Et ce n'est pas non plus la mention de ce document par l'abbé Cazes dans son ouvrage le Roussillon sacré6, qui nous apporte la solution. Il considère en effet que l'acte rédigé par le chapelain de Caramany est la première mention dans les textes de l'église Sainte Marie de Felluns qui figure bien dans le texte en latin, Sancte Maria de Fullonibus, mais aussi de l'église Saint Etienne de Caramany... qui n'y figure pas. A t-il un autre document ou considère t-il que la présence de Petrus Regalis, capellani de caramanio qu'il traduit par Pierre Réal, chapelain de Quermany, suffit à confirmer qu'il y a une église et que cette église est l'église Saint Etienne?
Quoi qu'il en soit, d'après les archéologues, les parties les plus anciennes de l'église actuelle datent de la fin du XIVème siècle ou du début du XVème. Pendant plus de cent ans donc, le village a contemplé son église du haut du grand rocher. L'église primitive, elle, est signalée en ruines sur la carte de Cassini donc vers 1790 7 et l'on sait que ses derniers restes ont été hélas supprimés par les bons soins de la municipalité en 1882 pour faire de la place au cimetière8.
Les conséquences du traité de Corbeil sur la famille de Caramany
Il n'y a aucun doute sur le fait que les Caramany ont refusé d'avoir comme souverain le roi de France et ont préféré quitter leurs terres.
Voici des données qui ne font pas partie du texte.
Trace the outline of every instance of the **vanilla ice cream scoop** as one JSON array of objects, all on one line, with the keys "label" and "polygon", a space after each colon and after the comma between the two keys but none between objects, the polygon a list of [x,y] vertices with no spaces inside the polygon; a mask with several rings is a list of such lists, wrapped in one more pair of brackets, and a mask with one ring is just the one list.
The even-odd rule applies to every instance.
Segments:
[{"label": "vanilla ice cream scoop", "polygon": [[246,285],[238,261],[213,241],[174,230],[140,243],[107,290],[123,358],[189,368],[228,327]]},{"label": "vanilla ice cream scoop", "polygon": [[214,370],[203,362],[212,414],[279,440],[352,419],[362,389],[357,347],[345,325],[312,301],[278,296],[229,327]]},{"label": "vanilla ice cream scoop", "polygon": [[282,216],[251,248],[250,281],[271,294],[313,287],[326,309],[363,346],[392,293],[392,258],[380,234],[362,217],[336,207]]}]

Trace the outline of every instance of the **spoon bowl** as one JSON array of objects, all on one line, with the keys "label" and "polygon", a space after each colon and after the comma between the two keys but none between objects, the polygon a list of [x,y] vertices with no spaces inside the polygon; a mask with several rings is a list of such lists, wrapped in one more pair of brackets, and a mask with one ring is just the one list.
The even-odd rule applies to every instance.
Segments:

Toutes les sources concordent. Il y a bien sûr les très nombreuses références à Pons de Caramany qui est devenu un seigneur de haut rang sous les trois rois de Majorque. En 1306, sa demande au roi Philippe le bel, appuyé par son propre souverain Jacques II prouve que les Caramany, malgré leur exil, sont restés en titre, seigneur du village. Nous savons aussi qu'après avoir acquis de la notoriété en Roussillon, une branche des Caramany s'est établie dans l'Ampourdan où elle a acquis des domaines importants et où elle est encore présente.
Quelques sources locales confirment ce départ.
"Après le traité de Corbeil, la famille de Caramany s'est réfugiée en Aragon." Direction des affaires culturelles, Inventaire des monuments – Archives municipales
"Cette famille qui, dès cette époque (1242), avait déja fourni quelques membres à la milice du Temple du Mas Deu, finit par s'établir en Roussillon, où elle acquit une assez grande importance sous la dynastie des rois de Majorque." Bernard Alart9.
"La famille de Marsa originaire du Razès était venue en Roussillon à la suite de Pons de Caramany et s'était fixée à Corneilla de la rivière". Joseph Gibrat. Aperçu historique sur la paroisse de Corneilla de la rivière. 1913
Chevalier roussillonnais, c'est ainsi que l'abbé Capeille, dans ses fameuses Biographies roussillonaises (1914) qualifie Pons de Caramany. Sa première mention dans un document écrit daterait de l'année 1281.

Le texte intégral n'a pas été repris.